Physicians and patients rarely discuss costs

August 19, 2003

Although patients and physicians agree that discussion of out-of-pocket costs is important, researchers from the University of Chicago have found that these discussions rarely occur. Sixty-three percent of patients felt the need for such talks, according to a study in the August 20 issue of JAMA, but only 15 percent of patients reported that they discussed costs with their doctors.

Since patients pay about 20 percent of health care costs in the United States, this is an important omission. Out-of-pocket costs are a persistent concern to the public, creating enough of a burden that many patients forgo prescribed medications.

"This means that patients are changing the plan of care for financial reasons without consulting their doctors," said study author Caleb Alexander, MD, instructor of medicine, associate faculty in the MacLean Center for Clinical Medical Ethics and a member of the Robert Wood Johnson Clinical Scholars program at the University of Chicago.

"Although national changes in health care financing are needed," he said, "there are also things that individual physicians can do right now to help patients burdened by their out-of-pocket costs, such as using generic or less expensive medicines whenever possible. But that process has to begin with a conversation."

A survey of 133 physicians found that nine out of ten doctors felt they should consider a patient's out-of-pocket costs, four out of five believed that patients wanted to discuss costs, yet only one out of three reported actually discussing costs with the study patients.
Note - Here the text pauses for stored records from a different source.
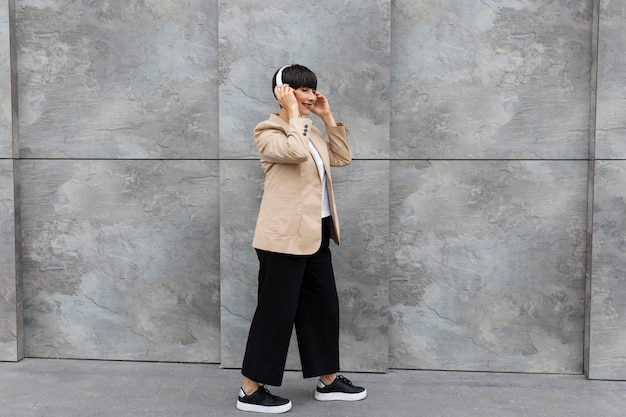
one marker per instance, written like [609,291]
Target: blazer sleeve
[283,145]
[338,148]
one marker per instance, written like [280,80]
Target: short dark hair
[297,76]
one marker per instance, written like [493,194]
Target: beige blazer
[290,215]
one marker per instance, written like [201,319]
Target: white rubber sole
[339,396]
[278,409]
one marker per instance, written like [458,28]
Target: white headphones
[279,76]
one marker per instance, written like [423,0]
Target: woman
[296,221]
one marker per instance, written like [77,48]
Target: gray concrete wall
[606,290]
[464,216]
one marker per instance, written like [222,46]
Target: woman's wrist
[329,120]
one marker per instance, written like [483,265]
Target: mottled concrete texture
[465,215]
[488,265]
[611,106]
[10,321]
[6,103]
[360,263]
[121,259]
[490,79]
[117,79]
[607,350]
[347,44]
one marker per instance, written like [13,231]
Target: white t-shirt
[322,172]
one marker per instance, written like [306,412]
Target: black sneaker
[262,401]
[342,389]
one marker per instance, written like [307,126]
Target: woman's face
[306,98]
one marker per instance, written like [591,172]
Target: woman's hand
[322,109]
[287,99]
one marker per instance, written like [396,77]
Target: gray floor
[51,388]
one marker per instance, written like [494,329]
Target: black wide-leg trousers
[294,290]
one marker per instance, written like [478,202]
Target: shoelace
[265,392]
[345,380]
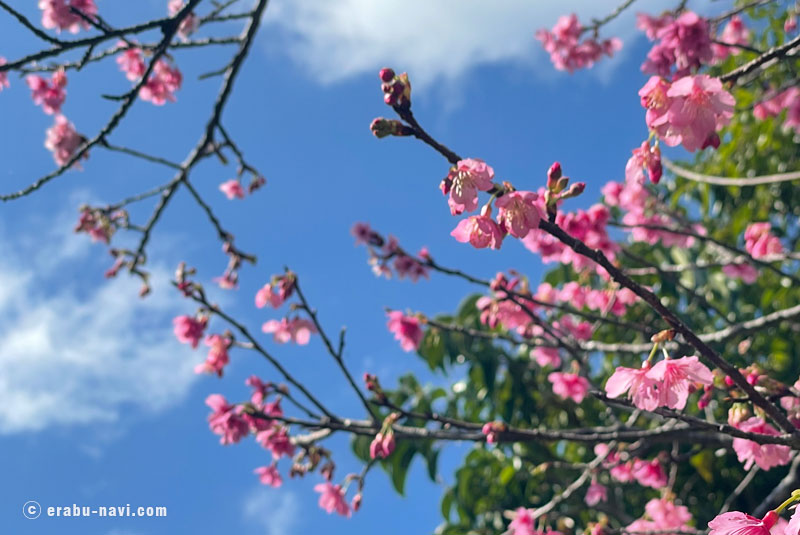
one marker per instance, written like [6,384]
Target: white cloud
[436,40]
[72,355]
[276,512]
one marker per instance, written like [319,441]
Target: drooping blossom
[734,33]
[269,475]
[162,84]
[131,62]
[297,330]
[675,377]
[49,94]
[232,189]
[760,242]
[567,51]
[736,523]
[189,329]
[518,213]
[649,473]
[683,43]
[332,498]
[190,22]
[63,140]
[464,181]
[217,357]
[56,14]
[569,385]
[746,272]
[765,456]
[226,420]
[641,388]
[407,330]
[595,494]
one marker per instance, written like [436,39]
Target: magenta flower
[765,456]
[50,95]
[407,330]
[736,523]
[640,386]
[675,376]
[479,231]
[518,213]
[56,14]
[297,330]
[226,420]
[332,498]
[189,330]
[269,475]
[569,385]
[465,179]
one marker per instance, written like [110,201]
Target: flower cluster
[567,51]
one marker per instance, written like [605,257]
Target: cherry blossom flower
[190,22]
[162,84]
[217,357]
[567,51]
[569,385]
[641,387]
[297,330]
[56,14]
[518,213]
[269,475]
[407,330]
[675,376]
[226,420]
[464,180]
[189,330]
[760,242]
[50,95]
[736,523]
[595,494]
[765,456]
[332,498]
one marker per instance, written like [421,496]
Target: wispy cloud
[439,40]
[274,512]
[73,355]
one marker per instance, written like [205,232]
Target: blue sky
[99,402]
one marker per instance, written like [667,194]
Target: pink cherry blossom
[332,498]
[567,51]
[746,272]
[595,494]
[131,62]
[765,456]
[56,14]
[734,33]
[162,84]
[518,213]
[407,330]
[675,376]
[649,473]
[217,357]
[189,330]
[190,22]
[297,330]
[760,242]
[640,386]
[736,523]
[3,75]
[49,94]
[226,420]
[269,475]
[464,181]
[569,385]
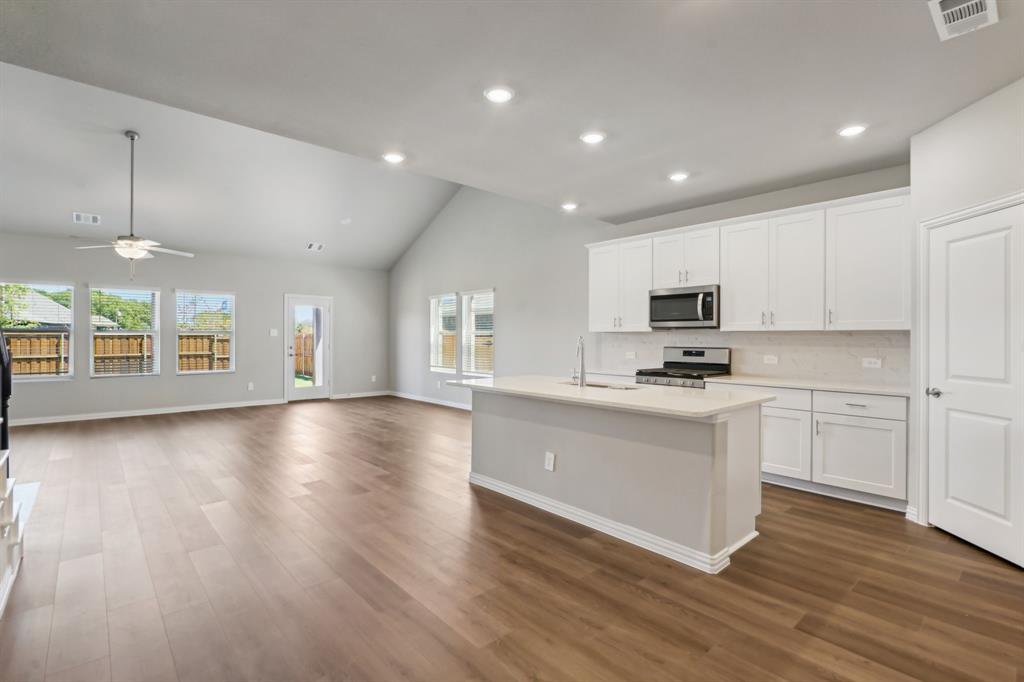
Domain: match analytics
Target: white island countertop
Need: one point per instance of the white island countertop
(664, 400)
"The difference between what physicians reported they should do and what they actually do is striking," said Alexander. "Of course, physicians are under enormous time pressures and there may be many legitimate reasons why this discrepancy exists."

The 484 patients interviewed as they left the doctor's office told a similar tale. Sixty-three percent said they would prefer to talk about out-of-pocket costs before receiving a test or treatment, yet 85 percent said they had never discussed these costs with the doctors in this study.
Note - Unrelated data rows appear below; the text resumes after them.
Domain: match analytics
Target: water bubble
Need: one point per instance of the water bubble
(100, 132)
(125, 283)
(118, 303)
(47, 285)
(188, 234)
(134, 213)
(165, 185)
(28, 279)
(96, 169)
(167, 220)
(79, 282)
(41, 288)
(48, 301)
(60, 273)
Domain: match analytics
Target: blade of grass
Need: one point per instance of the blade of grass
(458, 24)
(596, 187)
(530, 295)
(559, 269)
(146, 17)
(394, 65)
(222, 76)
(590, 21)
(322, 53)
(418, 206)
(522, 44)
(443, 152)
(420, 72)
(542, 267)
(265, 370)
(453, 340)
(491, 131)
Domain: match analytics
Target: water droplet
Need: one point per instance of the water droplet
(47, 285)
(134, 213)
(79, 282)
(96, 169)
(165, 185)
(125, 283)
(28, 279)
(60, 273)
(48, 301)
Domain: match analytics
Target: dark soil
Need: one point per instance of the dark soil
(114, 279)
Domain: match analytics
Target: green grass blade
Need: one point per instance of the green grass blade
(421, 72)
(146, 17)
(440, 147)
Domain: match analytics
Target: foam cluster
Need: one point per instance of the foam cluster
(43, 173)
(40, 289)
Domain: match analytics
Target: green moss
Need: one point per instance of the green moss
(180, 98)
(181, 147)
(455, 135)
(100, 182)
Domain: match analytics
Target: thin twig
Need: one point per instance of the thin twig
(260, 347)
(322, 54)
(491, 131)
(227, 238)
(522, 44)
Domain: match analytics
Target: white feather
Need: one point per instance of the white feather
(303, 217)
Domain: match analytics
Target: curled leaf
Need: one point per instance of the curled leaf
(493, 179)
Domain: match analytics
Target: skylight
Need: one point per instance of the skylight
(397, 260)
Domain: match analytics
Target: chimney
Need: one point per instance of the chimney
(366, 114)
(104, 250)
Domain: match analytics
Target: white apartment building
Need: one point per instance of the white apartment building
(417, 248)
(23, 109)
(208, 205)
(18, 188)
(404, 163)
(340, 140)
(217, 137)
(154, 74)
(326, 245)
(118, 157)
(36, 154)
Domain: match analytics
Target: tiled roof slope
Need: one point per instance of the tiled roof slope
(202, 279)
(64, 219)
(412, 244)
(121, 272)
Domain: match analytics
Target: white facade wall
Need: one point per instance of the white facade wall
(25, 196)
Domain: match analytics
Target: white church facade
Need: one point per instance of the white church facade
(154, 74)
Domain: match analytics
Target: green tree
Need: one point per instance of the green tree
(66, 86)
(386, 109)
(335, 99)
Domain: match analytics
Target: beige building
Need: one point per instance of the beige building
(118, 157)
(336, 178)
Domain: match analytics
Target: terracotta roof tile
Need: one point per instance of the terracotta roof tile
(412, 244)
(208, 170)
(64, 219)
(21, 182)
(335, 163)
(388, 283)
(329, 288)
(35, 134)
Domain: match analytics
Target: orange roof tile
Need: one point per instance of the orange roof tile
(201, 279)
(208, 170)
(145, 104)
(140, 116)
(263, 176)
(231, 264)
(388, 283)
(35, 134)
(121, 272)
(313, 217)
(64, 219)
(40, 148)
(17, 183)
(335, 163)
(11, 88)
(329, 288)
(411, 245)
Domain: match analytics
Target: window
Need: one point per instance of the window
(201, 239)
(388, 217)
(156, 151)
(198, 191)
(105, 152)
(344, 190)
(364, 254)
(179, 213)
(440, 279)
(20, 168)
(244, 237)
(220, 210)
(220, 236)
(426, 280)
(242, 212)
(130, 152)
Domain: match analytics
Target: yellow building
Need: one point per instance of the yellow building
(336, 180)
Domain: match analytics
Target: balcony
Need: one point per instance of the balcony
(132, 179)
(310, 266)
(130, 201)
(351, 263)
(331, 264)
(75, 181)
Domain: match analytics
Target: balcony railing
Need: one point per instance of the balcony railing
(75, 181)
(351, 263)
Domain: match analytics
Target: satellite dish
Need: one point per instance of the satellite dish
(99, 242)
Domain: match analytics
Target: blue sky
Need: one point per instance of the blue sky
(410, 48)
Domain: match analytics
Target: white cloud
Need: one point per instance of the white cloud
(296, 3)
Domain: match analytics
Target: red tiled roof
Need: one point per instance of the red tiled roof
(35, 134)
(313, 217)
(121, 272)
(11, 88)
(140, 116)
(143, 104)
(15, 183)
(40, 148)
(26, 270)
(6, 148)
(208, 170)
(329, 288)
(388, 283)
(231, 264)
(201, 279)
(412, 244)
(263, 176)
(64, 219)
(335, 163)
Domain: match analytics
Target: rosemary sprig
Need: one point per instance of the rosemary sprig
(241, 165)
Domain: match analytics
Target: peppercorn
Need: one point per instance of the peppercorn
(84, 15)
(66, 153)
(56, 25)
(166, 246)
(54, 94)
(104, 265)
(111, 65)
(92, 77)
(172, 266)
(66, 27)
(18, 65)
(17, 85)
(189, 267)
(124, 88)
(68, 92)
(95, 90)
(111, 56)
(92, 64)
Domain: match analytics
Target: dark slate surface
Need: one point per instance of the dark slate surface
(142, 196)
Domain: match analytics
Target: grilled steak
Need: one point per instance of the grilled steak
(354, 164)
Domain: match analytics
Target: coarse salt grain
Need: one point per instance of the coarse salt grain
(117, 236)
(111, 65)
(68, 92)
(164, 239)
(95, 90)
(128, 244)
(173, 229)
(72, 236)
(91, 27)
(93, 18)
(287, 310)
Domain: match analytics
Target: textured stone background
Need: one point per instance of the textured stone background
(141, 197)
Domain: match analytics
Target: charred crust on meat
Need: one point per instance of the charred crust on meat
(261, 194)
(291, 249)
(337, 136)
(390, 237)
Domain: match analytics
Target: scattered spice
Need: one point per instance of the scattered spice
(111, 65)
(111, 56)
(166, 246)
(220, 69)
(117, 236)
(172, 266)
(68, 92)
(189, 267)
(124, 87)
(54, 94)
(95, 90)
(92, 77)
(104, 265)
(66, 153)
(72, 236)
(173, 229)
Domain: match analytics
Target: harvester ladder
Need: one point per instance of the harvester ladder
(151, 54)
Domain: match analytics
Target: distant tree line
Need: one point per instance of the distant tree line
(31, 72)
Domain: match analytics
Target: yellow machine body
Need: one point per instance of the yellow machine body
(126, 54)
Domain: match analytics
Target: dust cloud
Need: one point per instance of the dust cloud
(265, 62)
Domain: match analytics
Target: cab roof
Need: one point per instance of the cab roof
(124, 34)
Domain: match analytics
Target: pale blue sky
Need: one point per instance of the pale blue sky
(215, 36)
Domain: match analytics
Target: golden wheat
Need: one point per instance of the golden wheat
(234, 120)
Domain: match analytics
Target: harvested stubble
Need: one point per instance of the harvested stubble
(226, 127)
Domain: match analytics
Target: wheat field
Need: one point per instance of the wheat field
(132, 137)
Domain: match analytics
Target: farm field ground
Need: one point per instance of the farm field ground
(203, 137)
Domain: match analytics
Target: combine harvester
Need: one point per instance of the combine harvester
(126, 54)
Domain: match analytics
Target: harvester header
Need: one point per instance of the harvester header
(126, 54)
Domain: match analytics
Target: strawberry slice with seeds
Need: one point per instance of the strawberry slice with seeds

Although 90 percent of study patients had insurance that covered at least part of the costs of prescription drugs, 25 percent complained that out-of-pocket costs were a burden, and 16 percent reported that they had skipped or stretched a medicine during the previous 12 months due to costs.

Patients seen in a community practice were slightly more likely to have discussed costs than were those seen in academic setting. But even in the most likely circumstances, 75 percent of patients reported that they did not discuss medical expenses.

When doctors and patients did talk it made a difference. Discussing out-of-pocket costs made physicians more aware of the burden on patients and may have enabled them to seek less expensive alternatives.

Patients should be encouraged to raise their concerns about out-of-pocket cost with their doctors, said Alexander. "Our findings suggest that although physicians may not frequently discuss these costs, that they are sensitive to the issue and concerned about patients' burden."

Physicians, on the other hand, should be aware of the risk factors that suggest patients may be burdened by out-of-pocket costs, note the study authors, such as low income, advanced age, and multiple health problems.

Additional authors of the paper were Lawrence Casalino, MD, PhD, and David Meltzer, MD, PhD, of the University of Chicago. The research was supported by the Robert Wood Johnson Clinical Scholars Program.